II Der Leichnam Jesu wird einbalsamiert

Sie nahmen nun den Leichnam Jesu und umwickelten ihn samt den würzigen Kräutern mit Leinentüchern, wie es der Begräbnissitte der Juden entspricht.

Betrachte, mit welcher Zartheit die Jünger den Leib des Herrn behandeln! Streue auch du unter Reuetränen Balsam auf den heiligen Leichnam. Kaufe das, was deine Natur viel kostet und was du nur mit großer Mühe und zu hohem Preis dir verschaffen kannst. Nimm der Welt wieder ab, was sie dir von deinem Herzen, deinen Tugenden und deinen Vorsätzen geraubt hat, und bringe das alles dem Heiland zurück! Glaubenseifer, Liebesglut, Herzensreinheit, beharrliche Treue, kindliches Vertrauen, Siege der Entsagung verbreitet eure Wohlgerüche! Gib dem Herrn auch deine Gedanken, Neigungen, Vorsätze und Zukunftspläne, ja dein ganzes Leben mit ins Grab.
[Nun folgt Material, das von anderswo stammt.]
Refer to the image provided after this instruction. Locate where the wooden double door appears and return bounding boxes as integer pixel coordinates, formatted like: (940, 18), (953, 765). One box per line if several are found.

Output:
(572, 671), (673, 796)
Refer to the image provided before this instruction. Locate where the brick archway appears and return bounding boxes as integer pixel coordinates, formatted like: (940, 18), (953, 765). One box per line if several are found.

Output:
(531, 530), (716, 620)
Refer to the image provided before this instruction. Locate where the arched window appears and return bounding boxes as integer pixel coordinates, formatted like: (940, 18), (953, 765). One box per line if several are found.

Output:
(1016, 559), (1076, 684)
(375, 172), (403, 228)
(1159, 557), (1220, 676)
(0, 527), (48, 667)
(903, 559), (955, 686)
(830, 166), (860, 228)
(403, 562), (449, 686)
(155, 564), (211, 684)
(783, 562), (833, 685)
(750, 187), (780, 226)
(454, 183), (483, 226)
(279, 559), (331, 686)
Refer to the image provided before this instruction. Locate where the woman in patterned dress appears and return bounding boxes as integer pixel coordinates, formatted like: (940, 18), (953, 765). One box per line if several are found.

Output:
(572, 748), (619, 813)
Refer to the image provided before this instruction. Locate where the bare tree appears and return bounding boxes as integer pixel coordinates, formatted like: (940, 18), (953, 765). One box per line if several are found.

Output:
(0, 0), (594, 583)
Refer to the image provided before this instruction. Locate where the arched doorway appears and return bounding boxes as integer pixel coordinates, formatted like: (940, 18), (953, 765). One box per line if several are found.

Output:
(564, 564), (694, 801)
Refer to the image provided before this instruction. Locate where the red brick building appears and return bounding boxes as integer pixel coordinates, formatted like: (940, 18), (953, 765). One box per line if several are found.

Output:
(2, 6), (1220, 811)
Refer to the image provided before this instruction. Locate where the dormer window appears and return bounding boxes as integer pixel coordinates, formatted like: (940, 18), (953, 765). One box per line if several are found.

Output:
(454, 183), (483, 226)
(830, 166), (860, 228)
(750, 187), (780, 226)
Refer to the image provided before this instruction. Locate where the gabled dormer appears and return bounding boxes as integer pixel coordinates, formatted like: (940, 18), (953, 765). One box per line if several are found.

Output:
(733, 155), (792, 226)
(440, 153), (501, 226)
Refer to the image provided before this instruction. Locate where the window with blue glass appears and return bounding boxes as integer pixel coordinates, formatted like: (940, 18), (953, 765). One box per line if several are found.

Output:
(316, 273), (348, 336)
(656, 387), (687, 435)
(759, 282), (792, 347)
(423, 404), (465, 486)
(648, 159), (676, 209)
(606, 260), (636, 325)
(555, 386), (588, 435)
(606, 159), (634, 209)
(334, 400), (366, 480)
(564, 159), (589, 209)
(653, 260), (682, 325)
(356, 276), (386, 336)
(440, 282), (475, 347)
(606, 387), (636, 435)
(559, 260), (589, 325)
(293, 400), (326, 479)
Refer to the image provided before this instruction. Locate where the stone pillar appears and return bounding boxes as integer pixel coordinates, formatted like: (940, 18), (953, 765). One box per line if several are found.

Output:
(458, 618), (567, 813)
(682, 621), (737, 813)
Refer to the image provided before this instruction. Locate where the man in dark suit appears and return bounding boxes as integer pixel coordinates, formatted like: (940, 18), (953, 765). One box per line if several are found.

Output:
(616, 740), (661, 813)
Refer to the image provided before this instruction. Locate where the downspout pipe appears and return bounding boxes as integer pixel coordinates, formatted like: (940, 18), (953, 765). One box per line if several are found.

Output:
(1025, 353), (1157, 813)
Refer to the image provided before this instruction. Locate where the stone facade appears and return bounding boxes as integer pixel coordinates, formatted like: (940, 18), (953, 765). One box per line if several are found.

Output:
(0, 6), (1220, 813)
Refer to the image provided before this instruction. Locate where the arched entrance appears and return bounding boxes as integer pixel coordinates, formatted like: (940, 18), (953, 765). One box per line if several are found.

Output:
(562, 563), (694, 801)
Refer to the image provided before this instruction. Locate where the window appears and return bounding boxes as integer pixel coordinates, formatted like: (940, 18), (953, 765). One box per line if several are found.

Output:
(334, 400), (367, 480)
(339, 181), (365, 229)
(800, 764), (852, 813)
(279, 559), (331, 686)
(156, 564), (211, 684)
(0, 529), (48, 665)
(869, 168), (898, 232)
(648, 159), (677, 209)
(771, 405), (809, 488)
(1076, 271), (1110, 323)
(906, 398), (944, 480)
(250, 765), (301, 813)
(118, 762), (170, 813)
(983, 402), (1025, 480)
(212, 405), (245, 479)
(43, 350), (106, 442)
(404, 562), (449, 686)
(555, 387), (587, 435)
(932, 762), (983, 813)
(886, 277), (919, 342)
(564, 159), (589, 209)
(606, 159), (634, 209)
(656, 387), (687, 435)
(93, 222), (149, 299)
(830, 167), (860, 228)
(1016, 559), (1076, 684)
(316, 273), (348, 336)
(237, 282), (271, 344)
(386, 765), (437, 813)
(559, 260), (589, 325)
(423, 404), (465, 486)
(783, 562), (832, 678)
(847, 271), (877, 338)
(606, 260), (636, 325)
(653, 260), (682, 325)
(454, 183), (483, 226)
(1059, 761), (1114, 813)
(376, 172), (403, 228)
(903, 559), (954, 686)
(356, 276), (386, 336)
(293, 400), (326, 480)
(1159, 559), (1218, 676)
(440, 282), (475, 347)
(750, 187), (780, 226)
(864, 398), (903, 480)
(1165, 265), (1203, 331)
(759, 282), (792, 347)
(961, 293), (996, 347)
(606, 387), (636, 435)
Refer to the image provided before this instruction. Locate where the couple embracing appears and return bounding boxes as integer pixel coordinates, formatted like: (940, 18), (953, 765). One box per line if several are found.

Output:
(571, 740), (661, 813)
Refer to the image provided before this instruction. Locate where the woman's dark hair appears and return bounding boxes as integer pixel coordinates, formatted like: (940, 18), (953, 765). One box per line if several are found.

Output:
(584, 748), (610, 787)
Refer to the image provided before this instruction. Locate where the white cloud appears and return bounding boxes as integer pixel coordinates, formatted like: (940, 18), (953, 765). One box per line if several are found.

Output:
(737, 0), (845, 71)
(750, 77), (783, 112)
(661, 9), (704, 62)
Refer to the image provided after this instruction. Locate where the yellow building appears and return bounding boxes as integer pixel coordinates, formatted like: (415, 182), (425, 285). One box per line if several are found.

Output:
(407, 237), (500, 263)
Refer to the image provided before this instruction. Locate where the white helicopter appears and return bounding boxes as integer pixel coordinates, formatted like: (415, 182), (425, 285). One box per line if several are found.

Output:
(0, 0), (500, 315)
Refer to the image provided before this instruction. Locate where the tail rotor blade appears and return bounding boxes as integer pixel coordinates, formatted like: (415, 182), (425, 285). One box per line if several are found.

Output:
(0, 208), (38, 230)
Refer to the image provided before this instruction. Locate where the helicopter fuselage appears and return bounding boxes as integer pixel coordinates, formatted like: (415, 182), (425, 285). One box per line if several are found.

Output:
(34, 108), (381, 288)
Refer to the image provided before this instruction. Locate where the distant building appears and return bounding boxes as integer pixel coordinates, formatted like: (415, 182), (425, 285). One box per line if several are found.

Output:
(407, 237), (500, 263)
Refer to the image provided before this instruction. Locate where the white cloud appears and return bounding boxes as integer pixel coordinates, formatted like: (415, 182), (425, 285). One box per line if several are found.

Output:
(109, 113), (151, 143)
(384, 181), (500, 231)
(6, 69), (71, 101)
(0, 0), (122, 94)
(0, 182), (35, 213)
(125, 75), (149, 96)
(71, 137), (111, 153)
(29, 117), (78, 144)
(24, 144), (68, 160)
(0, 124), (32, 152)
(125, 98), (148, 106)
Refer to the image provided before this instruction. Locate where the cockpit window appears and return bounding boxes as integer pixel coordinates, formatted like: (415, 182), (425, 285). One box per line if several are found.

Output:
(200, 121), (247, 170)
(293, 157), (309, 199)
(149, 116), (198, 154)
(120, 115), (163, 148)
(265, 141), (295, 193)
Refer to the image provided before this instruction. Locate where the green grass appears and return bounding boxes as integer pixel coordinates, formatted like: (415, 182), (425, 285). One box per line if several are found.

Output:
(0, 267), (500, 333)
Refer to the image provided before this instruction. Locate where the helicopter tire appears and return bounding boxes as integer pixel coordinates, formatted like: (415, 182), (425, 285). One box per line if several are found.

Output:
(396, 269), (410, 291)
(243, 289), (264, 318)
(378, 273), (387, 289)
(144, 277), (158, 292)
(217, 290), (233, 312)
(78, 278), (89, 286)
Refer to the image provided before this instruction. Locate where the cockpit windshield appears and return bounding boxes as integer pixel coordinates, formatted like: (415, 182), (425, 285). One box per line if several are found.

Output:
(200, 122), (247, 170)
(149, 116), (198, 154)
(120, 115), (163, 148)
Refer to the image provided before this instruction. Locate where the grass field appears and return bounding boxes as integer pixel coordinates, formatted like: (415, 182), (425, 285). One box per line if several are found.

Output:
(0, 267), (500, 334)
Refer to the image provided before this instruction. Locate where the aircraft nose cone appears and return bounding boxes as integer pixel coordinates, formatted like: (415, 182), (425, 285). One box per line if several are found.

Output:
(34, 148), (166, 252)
Könntest du Demjenigen etwas verweigern, der sich ganz für dich entäußert hat? Seine Entblößung wird dein Reichtum, sein Tod dein Leben, sein Grab deine Wohnung sein.

 

III Der Leichnam Jesu wird begraben

An dem Ort, wo Er gekreuzigt wurde, war ein Garten und in dem Garten ein neues Grab, in dem noch niemand beigesetzt worden war. Dorthin also legten sie Jesus wegen des Rüsttages der Juden; denn das Grab war in der Nähe. Joseph wälzte einen großen Stein vor die Tür des Grabes und ging hinweg.

Schließe dich dem Trauerzug an, der deinen Meister zur letzten Ruhe geleitet. Die Mutter Jesu ist an der Spitze dieses Zuges. O tiefste Armut! Der Sohn Gottes, dem die ganze Welt gehört, findet im Grab eines Freundes die letzte Ruhestätte. So verwirft Jesus selbst nach seinem Tod noch die Sucht nach Besitz bei seinen Jüngern.

Nach der Beisetzung verschließen die Jünger das Grab. In den Augen der Welt ist nun alles zu Ende, aber in den Augen Gottes fängt alles an; die göttliche Vorsehung hält am Grabe Wacht. Suche dieses Geheimnis zu ergründen! Was können uns Leiden und Tod schaden, wenn sie so rasch vorübergehen, wenn der Tod uns nur unter sein eisernes Joch beugt, um die Wunder der Auferstehung zu ermöglichen? Erweitere deine Seele durch diese Hoffnung. Verweile mit Maria und dem Liebesjünger am Grab des Herrn!